# Change of visa.



## perky (Mar 8, 2009)

Two years ago i emigrated to SA where i married a SA lady and as a result i am now a temporary resident.
Being a pensioner and for personal reasons, i would like to know if it is possible to change this status to a pensioners visa.
Financially i am able to meet the criteria required.
Many thanks for any advice you are able to give.


----------



## LegalMan (Dec 26, 2012)

This should help you:

A Retired Person's Permit can be applied for at any time. The Retired Person’s Permit is a temporary residence permit that can be issued to any person regardless of age who intends to retire in South Africa may it be on a continuous or seasonal basis.

	To qualify to apply for a Retired Person’s Permit the applicant will need to show that they have the sufficient financial means to support themselves while residing in South Africa.
	To meet the necessary financial requirements the applicant will need to show that they receive a monthly income of at least R20,000 per month through the following two ways.
•	The R20,000 must originate from abroad and can be shown through a pension, irrevocable annuity or a retirement account; or
•	The R20,000 can also be shown through a combination of assets such as rental income, investment income etc.

	The Retired Person’s Permit can be only applied a period longer than 3 months and up to a 4 years.

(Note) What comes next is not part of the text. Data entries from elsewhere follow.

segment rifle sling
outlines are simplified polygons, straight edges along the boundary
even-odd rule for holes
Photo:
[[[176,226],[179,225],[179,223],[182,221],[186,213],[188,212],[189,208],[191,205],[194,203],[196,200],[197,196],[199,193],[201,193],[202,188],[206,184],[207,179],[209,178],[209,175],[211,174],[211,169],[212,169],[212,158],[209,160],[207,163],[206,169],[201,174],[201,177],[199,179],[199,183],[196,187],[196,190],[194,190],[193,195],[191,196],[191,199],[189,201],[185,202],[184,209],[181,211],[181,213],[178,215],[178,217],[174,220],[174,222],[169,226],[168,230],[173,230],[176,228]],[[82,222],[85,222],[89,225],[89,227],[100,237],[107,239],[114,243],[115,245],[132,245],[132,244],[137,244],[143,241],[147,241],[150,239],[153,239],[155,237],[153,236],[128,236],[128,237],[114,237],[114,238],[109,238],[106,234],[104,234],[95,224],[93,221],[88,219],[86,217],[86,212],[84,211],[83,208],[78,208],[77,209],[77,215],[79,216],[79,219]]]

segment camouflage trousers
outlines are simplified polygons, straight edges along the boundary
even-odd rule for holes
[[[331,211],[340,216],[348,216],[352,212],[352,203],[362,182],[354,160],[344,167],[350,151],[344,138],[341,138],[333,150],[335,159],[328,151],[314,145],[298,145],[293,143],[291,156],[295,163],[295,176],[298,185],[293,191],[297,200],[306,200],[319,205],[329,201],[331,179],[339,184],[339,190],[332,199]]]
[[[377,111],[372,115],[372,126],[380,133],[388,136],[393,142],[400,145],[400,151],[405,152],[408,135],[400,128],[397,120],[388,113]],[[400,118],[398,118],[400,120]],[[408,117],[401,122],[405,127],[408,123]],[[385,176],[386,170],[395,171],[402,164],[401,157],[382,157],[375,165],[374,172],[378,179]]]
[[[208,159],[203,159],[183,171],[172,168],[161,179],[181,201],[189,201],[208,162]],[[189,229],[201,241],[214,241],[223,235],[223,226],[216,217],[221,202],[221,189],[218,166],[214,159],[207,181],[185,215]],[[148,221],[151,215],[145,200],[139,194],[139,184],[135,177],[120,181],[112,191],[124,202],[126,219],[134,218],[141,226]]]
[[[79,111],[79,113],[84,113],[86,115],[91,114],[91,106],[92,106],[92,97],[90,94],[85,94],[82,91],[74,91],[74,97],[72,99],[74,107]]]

The financial requirements are required to be met for the whole period (up to 4 years) that the applicant intends to reside in South Africa.
	The Retired Person’s Permit can be extended beyond the 4 year period as long the requirements are maintained.
	Any spouses or life partners intending to join the applicant will be required to meet the requirements and qualify to apply for the Retired Person’s Permit in their own right as the requirements are specific to an individual applicant.

*Important requirements:*
	The financial requirements must be certified by a charted accountant.


----------



## perky (Mar 8, 2009)

Many thanks for the information. As my pensions exceed the stated amount and are from the UK and for life, I will give that route some consideration


----------